= King Mojo Club =

Nightclub in Sheffield, England

The King Mojo Club, often known as the Mojo, was a nightclub in Pitsmoor, Sheffield, South Yorkshire, England located at 555 Pitsmoor Road, that operated between 1964 and 1967.

Peter Stringfellow and his brothers had been running the Black Cat Club from St Aidan's church hall in the city, which proved a success. In March 1964, they opened a new venture, the King Mojo Club, in a converted house at 555 Pitsmoor Road to the north of the city centre. The house had recently served as Dey's School of Ballroom Dancing and benefited from a sprung dance floor. The club never received a drinks licence, but did have a coffee bar.

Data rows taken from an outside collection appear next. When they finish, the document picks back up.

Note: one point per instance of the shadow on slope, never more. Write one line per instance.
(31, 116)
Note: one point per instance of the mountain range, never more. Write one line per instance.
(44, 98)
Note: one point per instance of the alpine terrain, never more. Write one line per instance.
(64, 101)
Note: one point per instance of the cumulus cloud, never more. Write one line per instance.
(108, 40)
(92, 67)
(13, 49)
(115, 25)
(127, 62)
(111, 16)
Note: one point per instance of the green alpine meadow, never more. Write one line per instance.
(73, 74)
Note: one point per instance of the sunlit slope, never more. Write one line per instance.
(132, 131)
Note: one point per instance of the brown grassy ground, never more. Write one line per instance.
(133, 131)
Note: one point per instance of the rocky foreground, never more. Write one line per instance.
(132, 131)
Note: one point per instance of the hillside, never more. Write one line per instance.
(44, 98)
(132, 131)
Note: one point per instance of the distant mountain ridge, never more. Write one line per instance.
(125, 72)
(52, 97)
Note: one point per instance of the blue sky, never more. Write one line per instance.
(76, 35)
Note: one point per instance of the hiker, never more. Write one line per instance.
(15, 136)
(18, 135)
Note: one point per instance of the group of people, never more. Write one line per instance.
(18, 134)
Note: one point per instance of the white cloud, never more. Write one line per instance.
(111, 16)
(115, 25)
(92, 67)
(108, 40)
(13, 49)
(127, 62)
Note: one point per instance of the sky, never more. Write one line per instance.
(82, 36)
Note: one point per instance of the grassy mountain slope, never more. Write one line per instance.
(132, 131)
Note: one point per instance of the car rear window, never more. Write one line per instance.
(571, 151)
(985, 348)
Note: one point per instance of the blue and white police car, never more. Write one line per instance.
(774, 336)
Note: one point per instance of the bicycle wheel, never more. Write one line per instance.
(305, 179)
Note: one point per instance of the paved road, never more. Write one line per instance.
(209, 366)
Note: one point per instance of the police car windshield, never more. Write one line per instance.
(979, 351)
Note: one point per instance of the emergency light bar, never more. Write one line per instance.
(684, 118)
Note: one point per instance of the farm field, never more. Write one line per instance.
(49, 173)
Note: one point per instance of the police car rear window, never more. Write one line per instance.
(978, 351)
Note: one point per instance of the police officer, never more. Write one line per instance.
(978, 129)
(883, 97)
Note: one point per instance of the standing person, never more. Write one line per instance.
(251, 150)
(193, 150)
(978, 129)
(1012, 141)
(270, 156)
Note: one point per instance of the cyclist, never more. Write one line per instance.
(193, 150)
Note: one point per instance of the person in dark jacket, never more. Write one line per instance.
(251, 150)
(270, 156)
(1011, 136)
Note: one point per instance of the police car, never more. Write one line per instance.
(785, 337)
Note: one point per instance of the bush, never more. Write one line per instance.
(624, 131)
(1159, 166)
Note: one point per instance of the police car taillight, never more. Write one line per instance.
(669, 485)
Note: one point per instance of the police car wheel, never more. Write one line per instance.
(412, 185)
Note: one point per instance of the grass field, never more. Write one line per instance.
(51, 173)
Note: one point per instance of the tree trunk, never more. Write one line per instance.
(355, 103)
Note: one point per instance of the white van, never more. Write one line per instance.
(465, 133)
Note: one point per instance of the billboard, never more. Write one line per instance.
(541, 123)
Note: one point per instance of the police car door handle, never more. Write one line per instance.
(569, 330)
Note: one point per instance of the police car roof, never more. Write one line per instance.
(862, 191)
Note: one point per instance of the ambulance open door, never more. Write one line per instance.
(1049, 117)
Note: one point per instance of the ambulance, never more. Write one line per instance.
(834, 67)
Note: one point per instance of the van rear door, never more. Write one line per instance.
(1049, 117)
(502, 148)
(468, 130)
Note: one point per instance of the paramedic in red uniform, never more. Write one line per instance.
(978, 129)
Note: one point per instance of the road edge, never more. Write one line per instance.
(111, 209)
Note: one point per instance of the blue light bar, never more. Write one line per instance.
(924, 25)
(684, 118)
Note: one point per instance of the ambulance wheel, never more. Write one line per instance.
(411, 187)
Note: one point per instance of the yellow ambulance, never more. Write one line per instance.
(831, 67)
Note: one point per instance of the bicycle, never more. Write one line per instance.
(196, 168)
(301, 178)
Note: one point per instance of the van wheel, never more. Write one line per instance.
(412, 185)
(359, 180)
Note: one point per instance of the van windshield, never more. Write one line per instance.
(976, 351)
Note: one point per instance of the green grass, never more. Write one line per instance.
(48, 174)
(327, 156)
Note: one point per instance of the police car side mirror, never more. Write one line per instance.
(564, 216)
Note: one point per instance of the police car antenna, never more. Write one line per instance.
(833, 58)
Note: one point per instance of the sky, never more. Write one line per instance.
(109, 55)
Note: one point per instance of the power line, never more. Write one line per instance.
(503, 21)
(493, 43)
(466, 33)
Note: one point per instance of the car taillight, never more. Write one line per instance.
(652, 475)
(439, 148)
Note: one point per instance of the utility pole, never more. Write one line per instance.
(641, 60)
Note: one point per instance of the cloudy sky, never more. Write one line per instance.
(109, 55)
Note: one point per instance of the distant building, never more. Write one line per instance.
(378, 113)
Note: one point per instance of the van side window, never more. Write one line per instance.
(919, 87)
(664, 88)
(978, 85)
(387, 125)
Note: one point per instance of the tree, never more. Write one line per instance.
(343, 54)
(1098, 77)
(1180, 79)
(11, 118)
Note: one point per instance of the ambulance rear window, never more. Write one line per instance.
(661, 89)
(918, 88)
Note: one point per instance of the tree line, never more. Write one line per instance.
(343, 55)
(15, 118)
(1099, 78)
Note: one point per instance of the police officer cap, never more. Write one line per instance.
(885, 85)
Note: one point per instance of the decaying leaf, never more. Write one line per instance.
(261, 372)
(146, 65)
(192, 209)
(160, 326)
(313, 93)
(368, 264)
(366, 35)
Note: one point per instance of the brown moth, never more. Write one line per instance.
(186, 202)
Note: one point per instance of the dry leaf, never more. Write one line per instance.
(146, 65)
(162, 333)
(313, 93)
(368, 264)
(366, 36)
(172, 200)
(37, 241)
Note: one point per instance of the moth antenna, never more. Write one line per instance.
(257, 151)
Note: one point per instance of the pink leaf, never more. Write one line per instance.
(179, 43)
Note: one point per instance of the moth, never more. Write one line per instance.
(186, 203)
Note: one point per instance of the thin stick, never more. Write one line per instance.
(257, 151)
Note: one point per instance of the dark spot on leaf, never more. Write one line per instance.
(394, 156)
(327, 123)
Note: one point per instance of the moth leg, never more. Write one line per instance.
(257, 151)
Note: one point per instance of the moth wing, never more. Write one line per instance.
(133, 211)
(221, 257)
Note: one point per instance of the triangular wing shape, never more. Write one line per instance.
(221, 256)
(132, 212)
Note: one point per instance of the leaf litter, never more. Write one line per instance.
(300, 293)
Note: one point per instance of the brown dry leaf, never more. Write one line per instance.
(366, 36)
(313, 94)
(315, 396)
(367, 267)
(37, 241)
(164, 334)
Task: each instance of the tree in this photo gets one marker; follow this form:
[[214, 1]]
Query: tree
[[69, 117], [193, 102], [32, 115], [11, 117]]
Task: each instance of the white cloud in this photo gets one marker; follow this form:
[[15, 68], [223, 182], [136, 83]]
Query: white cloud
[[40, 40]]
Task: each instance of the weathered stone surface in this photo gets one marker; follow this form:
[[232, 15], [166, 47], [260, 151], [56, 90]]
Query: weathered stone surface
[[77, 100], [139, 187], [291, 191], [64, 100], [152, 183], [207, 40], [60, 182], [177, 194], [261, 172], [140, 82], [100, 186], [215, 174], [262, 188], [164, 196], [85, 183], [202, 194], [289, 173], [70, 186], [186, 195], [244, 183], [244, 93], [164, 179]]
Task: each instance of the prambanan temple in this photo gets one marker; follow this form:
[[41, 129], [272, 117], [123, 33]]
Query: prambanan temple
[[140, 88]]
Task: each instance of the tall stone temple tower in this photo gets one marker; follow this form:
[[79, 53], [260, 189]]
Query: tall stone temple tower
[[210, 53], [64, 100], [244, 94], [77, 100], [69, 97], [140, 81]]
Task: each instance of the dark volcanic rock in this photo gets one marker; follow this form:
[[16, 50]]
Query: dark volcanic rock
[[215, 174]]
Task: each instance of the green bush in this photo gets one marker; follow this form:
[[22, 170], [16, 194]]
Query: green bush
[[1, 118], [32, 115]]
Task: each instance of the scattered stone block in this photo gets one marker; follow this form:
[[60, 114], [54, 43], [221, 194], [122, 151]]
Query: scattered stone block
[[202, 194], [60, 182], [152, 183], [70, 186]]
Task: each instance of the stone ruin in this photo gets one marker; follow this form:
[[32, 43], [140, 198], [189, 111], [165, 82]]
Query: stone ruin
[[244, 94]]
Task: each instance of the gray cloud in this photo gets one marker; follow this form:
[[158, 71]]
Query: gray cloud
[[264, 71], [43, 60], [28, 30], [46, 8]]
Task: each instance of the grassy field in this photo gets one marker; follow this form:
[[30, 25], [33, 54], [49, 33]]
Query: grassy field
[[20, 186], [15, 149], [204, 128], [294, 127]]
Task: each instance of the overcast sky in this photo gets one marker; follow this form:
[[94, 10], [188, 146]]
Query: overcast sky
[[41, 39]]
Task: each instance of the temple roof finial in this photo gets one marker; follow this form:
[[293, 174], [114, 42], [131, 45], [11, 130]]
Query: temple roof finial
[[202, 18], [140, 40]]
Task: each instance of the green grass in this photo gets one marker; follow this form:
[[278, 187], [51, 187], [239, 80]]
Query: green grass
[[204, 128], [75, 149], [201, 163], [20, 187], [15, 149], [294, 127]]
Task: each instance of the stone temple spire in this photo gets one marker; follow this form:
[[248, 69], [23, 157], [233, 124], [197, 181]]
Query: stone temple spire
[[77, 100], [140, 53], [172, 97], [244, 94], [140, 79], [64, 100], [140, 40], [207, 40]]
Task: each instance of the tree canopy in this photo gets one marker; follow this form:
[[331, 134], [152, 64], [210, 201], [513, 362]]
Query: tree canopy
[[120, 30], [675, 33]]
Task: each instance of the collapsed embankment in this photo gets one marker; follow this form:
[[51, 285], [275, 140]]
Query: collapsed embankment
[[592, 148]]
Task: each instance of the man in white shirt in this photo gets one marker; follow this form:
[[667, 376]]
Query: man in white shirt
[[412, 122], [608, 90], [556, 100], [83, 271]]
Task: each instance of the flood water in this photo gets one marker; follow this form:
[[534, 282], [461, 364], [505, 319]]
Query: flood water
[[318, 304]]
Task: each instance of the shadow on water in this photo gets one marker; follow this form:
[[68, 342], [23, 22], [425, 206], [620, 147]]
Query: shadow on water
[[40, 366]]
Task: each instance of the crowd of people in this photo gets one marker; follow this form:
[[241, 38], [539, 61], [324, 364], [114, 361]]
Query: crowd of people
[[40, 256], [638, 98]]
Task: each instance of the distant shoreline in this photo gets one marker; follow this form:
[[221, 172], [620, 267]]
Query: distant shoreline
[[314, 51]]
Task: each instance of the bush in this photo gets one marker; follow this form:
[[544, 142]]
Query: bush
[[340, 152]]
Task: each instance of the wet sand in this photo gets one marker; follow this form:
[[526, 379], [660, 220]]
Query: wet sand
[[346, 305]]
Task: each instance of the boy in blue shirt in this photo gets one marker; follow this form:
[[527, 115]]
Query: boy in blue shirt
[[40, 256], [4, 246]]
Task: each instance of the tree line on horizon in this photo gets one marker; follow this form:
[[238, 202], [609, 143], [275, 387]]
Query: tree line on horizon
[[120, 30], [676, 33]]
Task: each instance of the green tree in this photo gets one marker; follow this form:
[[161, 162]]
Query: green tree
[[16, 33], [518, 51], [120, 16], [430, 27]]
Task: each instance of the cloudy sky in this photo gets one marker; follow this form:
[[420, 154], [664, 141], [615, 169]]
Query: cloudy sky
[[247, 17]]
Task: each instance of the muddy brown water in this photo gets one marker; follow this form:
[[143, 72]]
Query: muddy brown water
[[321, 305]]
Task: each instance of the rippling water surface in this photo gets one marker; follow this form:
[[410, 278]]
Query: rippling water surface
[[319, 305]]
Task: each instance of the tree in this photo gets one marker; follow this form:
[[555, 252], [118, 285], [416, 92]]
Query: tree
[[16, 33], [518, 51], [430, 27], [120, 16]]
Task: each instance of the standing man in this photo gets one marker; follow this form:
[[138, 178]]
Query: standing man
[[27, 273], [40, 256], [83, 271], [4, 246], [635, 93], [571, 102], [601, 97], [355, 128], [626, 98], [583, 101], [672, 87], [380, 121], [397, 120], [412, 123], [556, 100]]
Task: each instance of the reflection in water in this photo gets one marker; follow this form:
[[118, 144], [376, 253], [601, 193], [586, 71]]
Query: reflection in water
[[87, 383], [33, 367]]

The club quickly became a venue of the Northern Soul scene, with popular American acts such as Wilson Pickett (backed by Reg Dwight's Bluesology), Stevie Wonder, Ike and Tina Turner, and Geno Washington playing. It also hosted Edwin Starr's first UK gig, and Don Covay and The Goodtimers.

Stringfellow experimented with a records-only night on Tuesdays, then an original concept. He advertised the list of records which he would play in advance in the local newspaper.

The club hosted up and coming live acts, including Pink Floyd and The Who. The Small Faces played their first gig outside London at the Mojo, and The Kinks worked out the arrangement of "All Day and All of the Night" while at the club.

The Mojo Club was also known for its art. Its walls were decorated by Dave Manvell and Paul Norton in a pop art style, Stringfellow himself painting African warriors dancing. Colin Duffield designed innovative posters for the club, later using his skills to produce a wide range of posters for other local venues.

In 1967, Stringfellow along with his brother Geoffrey decided to refocus the club on psychedelic music, renamed it the "Beautiful King Mojo", and redecorated it accordingly. they booked Jimi Hendrix, who played despite a complaint about drug use. The Mojo also received complaints about noise, and its licence was revoked later in the year. It was converted into a bingo club and was demolished in the 1980s. As a stopgap before their new club "The Penthouse" opened, Pete and Geoff ran Mojo nights in the basement ballroom at the City Hall. This was a much bigger venue than the old club with a proper stage. Pete played records and introduced live acts including Johnny Johnson and the Bandwagon and Martha and The Vandellas. The Monday club night after Otis Redding's death in December 1967 he played Redding's songs virtually all evening.